As the USB2AX is an USB 1.1 device and USB 1.1 has a 1ms time framing for transmitting and receiving data. Any Dynamixel commands takes at lease 2ms which is unacceptable. Even using bulk read and write instructions (which are taking longer time as I connect more servos) I would like to comply to the 8ms control loop in the original DARwIn-OP programming.

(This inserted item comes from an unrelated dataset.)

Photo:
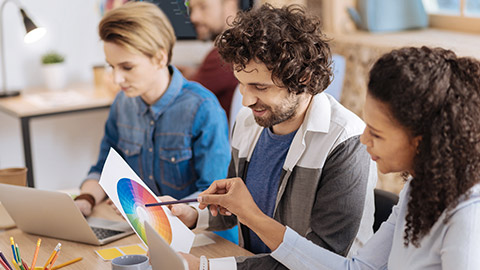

So I am getting too close to the limit.

Luckily, as described in odroid forum, the Odroid’s UART interface can be setup to the Dynamixel’s bus specifications (8 bit, 1 stop, No Parity) at 1Mbps and all the way up to 3Mbps!!!

So I am working on a driver to implement the Dynamixel’s TTL half-duplex serial interface with just the RX and TX pins from the Odroid (without any control pin to command the half-duplex direction). This way it can be use with simple UARTs such as the one found on the Odroid which do not have a hardware output to signal an active transmission in progress (and I don’t want to use a software controlled gpio to avoid time mismatches).

So far I did a TTL prototype (Odroid’s UART is 1.8V while Dynamixel bus is 5V), but I’ll continue by shrinking this to a micro-controller soon.

TTL servo driver prototype
TTL servo driver prototype

Before this I was working on using an SPI UART to replace the USB2AX, but that is going to the trash now.

Pause 2

Again, after a summer pause I am retaking this DARwIn-OP cloning project.

Right now I am upgrading mi Sherline mill with digital RPM control and replacing the Y thread which was worn-out and it was getting visible in the last cuts.